This is of course what happens in many relationships without the aid of meditation exercises. Radical meditation is the attitude to life to actively seek out and challenge all sorts of thoughts, masks, primal emotions and so on. It is systematically enquiring “Who am I? Who is the one that all these experiences are happening to?”
This is a major task! It means taking life as an adventure into the unknown – who am I if I am not a Christian / Jain / Mohammedan? Who am I if I am not the games and defenses I’ve used all my life? Who is the one inside me who experiences love, pain, joy? Who is the one who experiences Englishness, or being a therapist?
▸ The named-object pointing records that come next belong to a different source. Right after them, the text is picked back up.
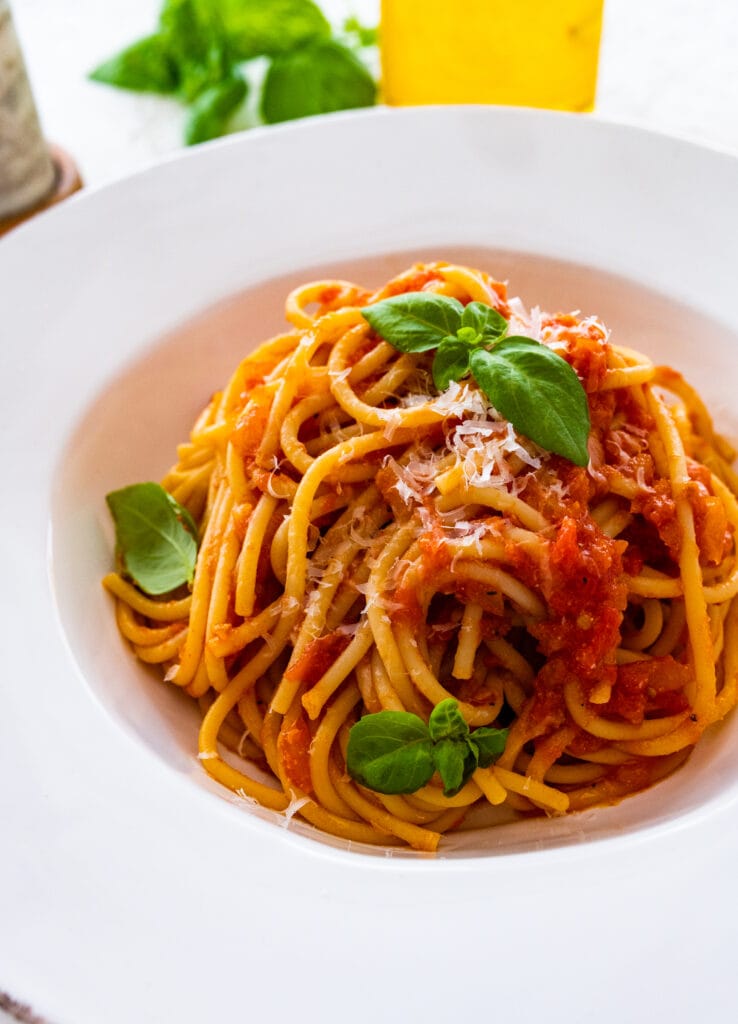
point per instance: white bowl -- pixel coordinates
(104, 370)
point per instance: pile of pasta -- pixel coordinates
(367, 544)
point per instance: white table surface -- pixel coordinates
(665, 65)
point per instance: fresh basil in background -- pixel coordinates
(156, 537)
(207, 52)
(529, 384)
(394, 752)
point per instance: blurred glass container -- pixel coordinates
(522, 52)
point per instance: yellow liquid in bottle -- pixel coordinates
(521, 52)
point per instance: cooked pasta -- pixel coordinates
(369, 544)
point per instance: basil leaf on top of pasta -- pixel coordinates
(156, 537)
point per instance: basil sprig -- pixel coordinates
(529, 384)
(156, 537)
(203, 53)
(395, 752)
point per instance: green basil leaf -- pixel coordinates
(143, 67)
(197, 44)
(156, 538)
(450, 361)
(317, 78)
(456, 761)
(362, 34)
(538, 392)
(390, 752)
(446, 722)
(213, 109)
(484, 320)
(255, 28)
(416, 322)
(489, 743)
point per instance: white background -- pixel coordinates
(667, 65)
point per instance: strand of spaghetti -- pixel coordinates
(341, 292)
(473, 284)
(293, 448)
(431, 796)
(419, 838)
(328, 821)
(183, 673)
(491, 498)
(470, 636)
(249, 560)
(221, 596)
(576, 705)
(392, 553)
(163, 611)
(137, 633)
(426, 682)
(336, 715)
(166, 650)
(403, 810)
(386, 692)
(538, 793)
(343, 351)
(694, 600)
(496, 579)
(314, 699)
(673, 631)
(490, 785)
(227, 640)
(651, 629)
(727, 697)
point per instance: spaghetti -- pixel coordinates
(369, 544)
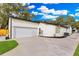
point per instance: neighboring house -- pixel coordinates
(19, 28)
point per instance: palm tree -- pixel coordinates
(7, 9)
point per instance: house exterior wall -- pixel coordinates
(47, 30)
(16, 23)
(21, 23)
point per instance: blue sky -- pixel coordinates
(50, 11)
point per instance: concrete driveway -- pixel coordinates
(41, 46)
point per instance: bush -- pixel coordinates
(3, 32)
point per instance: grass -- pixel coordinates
(77, 51)
(7, 45)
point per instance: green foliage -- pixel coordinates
(7, 9)
(77, 51)
(7, 45)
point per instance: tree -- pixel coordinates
(70, 21)
(60, 20)
(7, 9)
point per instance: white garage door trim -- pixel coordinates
(14, 30)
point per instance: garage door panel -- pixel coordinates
(25, 32)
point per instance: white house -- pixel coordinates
(19, 28)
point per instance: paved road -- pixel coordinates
(41, 46)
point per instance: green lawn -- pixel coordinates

As we witness, or are mindful of, all these things, slowly the sky of the mind begins to clear. We feel a kind of inner spaciousness and we are able to pull our attention in and in and in inside ourselves. All those things – roles, nationalities, identifications of all sorts seem less and less part of ourselves, more and more peripheral. We start to experience a pleasure that comes from just being, a contentment and joyfulness which arises from the very centre, and is not dependent on any outward events.
The enlightened ones say that in the end everything whatever is just a thought, including our bodies. They teach that, as with mindful awareness we can realise that as we are not identified with anger or grief, we can also know that we are not identified with the body itself. Though I do not experience this as more than momentary flashes of insight (and very wonderful they are), I’m sure it is true.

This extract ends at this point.